Argentina needs to make significant progress. The Argentinian peso has depreciated against the dollar by 75 percent year-on-year. This means that if a $10 million investment was made in April 2023, it would be worth $2.5 million if repatriated now. While Chinese firms may be more able to absorb financial losses for the sake of long-term supply chain dominance, Western firms have fiduciary responsibility to shareholders. Thus, they need to return a profit and cannot indefinitely remain in markets with such foreign exchange losses long term.

In February 2024, the International Monetary Fund (IMF) approved an immediate disbursement of $4.7 billion to support Argentine officials’ policy reforms to restore macroeconomic stability. The IMF noted that “the plan is centered on the establishment of a strong fiscal anchor along with policies to durably bring down inflation, rebuild reserves, and tackle distortions and long-standing impediments to growth.” Reforms include temporary import-related taxes, strengthening fuel taxes, streamlining energy and transport subsidies, reducing priority discretionary spending, and providing social assistance to safeguard the vulnerable. Executing this effectively is key to improving the macroeconomic climate of Argentina. Once the macroeconomic challenges have eased, the government should also consider loosening the capital controls that were implemented in September 2019 to suppress capital outflows. Foreign companies will need to repatriate their earnings.
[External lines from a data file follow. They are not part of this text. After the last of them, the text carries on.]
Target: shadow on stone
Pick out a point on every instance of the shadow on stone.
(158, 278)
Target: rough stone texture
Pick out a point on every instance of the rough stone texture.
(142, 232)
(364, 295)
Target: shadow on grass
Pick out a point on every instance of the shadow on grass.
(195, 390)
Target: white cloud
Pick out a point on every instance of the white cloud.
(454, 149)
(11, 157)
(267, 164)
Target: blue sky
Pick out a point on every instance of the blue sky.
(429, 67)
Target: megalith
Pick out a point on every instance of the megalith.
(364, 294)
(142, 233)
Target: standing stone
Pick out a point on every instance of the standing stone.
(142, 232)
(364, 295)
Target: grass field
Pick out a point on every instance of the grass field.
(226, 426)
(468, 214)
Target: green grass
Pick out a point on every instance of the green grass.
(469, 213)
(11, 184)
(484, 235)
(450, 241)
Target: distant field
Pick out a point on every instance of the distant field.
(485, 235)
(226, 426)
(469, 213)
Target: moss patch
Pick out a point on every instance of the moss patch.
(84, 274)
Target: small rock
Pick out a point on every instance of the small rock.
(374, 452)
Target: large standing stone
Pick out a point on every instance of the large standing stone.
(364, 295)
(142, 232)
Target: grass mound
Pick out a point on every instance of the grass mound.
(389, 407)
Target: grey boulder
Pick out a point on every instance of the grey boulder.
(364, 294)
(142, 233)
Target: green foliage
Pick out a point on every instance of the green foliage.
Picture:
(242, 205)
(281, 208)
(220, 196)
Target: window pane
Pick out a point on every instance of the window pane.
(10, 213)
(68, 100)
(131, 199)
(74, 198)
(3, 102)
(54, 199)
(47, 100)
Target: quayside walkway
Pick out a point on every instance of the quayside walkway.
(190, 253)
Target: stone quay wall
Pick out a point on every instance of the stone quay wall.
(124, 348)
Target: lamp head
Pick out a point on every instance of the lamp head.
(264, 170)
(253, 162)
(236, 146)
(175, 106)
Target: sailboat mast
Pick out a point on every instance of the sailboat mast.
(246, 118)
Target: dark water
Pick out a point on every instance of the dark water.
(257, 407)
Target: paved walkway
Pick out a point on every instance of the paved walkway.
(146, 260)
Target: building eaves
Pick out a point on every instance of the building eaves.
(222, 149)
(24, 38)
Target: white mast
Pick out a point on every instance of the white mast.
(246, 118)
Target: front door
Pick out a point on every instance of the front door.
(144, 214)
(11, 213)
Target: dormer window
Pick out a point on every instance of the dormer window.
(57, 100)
  1. Pursue stable policies to attract and retain long-term investments.

Argentina is currently navigating a period of transition and crisis, with the administration focusing on strengthening the policy framework to further expand the mining sector and attract investment. The country has experienced multiple policy reforms that have caused fluctuations in industrial output. This inconsistency in policy direction is one of the major factors undermining Argentina's economic well-being, characterized by the term “policy temporariness.” For example, in 2016 the Argentine government reduced export taxes, only to increase them again for a broader range of exports in 2019. Additionally, it established an independent antitrust authority, but months later it was placed under the industrial sector's supervision. If Argentina cannot ensure the stability and consistency of its policies, attracting investors will be challenging. Temporary and reversible policies offer neither protection nor guidance for investment. Despite the current high incentives, if the government continues to demonstrate a lack of commitment, investors will naturally seek to avoid the associated risks and uncertainty. Stable policy is particularly crucial in the mining sector, where projects are capital intensive and long term.